Résolue, elle ravala ses lamentations et ses craintes, puis entra dans la chambre de ses parents au moment où le soleil se couchait pour faire place à la lune :
— J’accepte, prononça-t-elle, sans s’étendre, craignant de se raviser en cours de phrase.
Elle laissa ensuite planner un long silence, comme si elle paraphait à l’oral et rendait ainsi irrévocable sa décision. Puis, lorsque tous les doutes sur sa résolution furent dissipés, elle ajouta :
— J’accepte, mais je ne partagerai pas ma couche avec ce monstre, ni ne concevrai d’enfants, ni ne l’aimerai. Le ruban de l’office nous liera, mais rien de plus. Notre lignée ne sera pas souillée par les tyrans d’Iponia. Lorsque père mourra, je deviendrai reine et lorsque je mourrai, mon frère prendra la succession.
Le souverain et son épouse acquiescèrent, d’un air grave, comprenant qu’ils venaient de sacrifier l’avenir de leur fille sur l’autel de la paix.

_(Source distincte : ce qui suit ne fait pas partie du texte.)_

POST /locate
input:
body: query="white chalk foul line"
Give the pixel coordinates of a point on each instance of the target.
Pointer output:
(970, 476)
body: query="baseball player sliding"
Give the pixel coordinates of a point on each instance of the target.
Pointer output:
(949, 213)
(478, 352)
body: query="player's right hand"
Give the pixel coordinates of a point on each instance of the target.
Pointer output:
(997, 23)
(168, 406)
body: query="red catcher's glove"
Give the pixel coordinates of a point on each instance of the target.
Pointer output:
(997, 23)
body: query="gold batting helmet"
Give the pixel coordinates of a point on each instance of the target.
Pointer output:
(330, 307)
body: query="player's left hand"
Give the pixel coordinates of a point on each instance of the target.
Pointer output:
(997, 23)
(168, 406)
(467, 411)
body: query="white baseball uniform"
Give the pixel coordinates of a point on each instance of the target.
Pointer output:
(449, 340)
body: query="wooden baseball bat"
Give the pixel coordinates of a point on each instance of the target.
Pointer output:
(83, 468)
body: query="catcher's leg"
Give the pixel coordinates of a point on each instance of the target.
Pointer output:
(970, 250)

Pourparlers de détails, signatures, paix et préparatifs s’enchaînèrent si vite que dans la semaine qui suivit la décision, le mariage fut annoncé. Marita eut la plus grande peine à faire le deuil son avenir et on lui laissa peu de temps pour cela. Elle qui avait si souvent imaginé ses épousailles venait à les redouter. Pire, elle devrait faire semblant d’apprécier un homme qu’elle détesterait. Elle sortait moins souvent, de peur d’être attirée par de jeunes garçons, et passait tout son temps avec sa famille et son frère nouveau-né. Ses gazouillis la réconfortaient et il lui venait à penser que lui seul la comprenait. Elle ne quittait sa royale chaumière que pour s’occuper des blessés, de guerre ou non, dans l’hospice de la ville.

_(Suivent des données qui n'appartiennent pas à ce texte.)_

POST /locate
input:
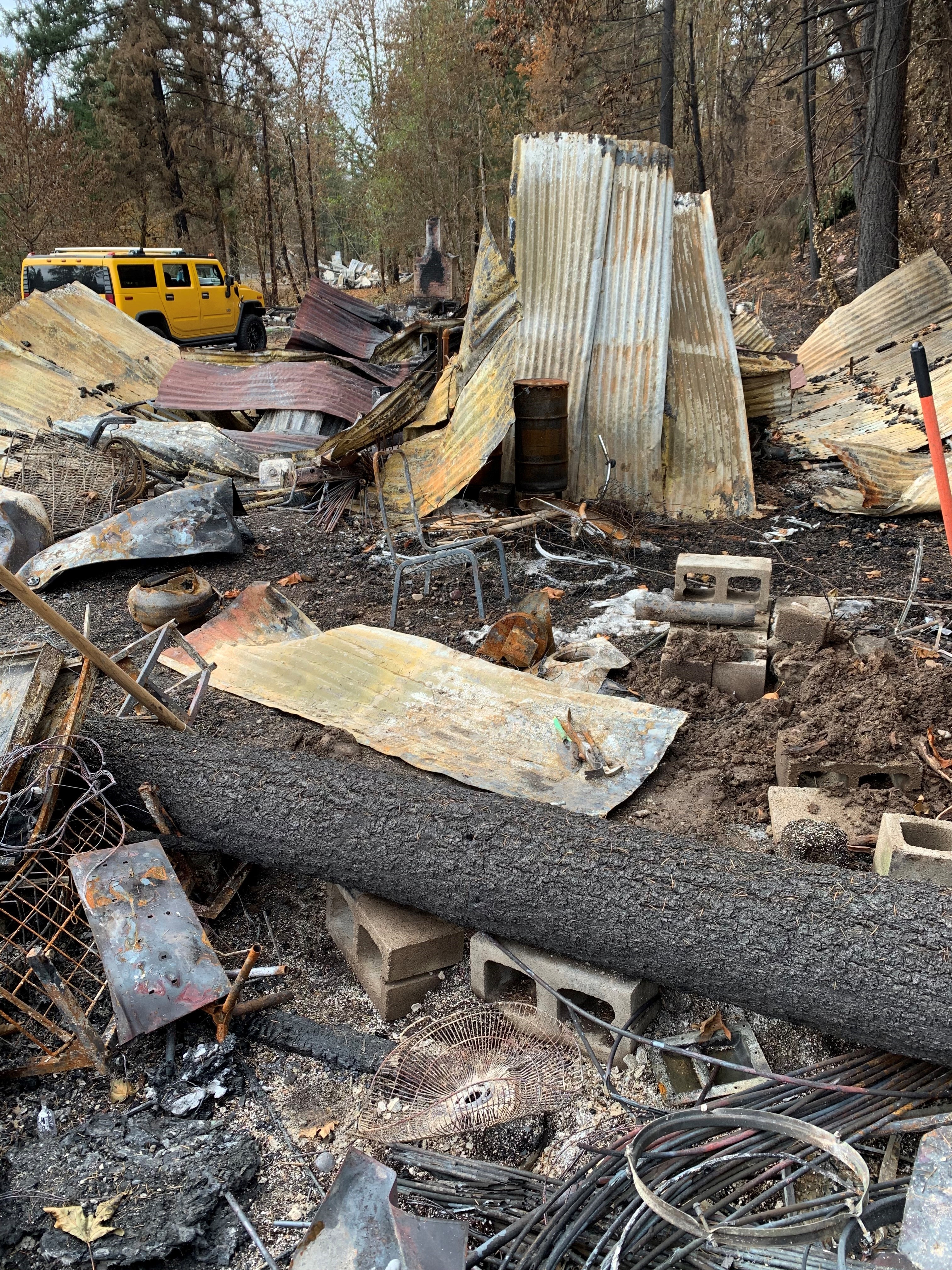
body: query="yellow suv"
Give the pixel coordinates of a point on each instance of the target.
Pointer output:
(187, 299)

Elle trouvait dans le labeur la force d’oublier le sort qui l’attendait. Mais jamais elle ne quittait son beau sourire, qui n’était d’ailleurs pas que de façade : chaque bandage qu’elle enroulait autour d’un moignon était un baume passé sur son âme. Chaque grimace apaisée la réconfortait tout autant et chaque remerciement d’un malade valait sans doute bien le baiser d’un amant. Les amours de jouvencelle qu’elle ne connaîtrait jamais, elle les expérimenterait ici. Entourée de l’affection des invalides, elle avait le cœur comblé.
Hélas, le jour fatidique arriva bien vite. Durant son dernier service, elle ne laissa rien paraître, et embrassa tendrement chacun des éclopés comme s’il se fût agi de ses propres enfants. Elle connaissait chacun d’entre eux par leur nom et ne manquait pas une occasion de rire et plaisanter avec eux. Elle les connaissait tous sauf un, un grand brûlé qui avait tout perdu lors de la terrible bataille des trois monts et dont la moindre parole lui arrachait des hurlements de douleur. Personne ne savait rien de lui, ni s’il était chevalier ou manant, ni d’où il venait, ni même comment il s’appelait. Couvert de cloques, il agonisait là depuis un mois. Pourtant, dans un ultime effort, passant outre la souffrance, il soupira à la douce demoiselle : « Princesse, pardonnez-nous d’avoir échoué… » avant de s’évanouir pour toujours.
Elle aurait pu éprouver une grande honte, elle en ressentit au contraire une immense fierté : Ces gens s’étaient sacrifiés dans la guerre pour elle, elle se sacrifierait pour eux dans la paix. À défaut d’amour, elle éprouverait un peu de superbe pour compenser.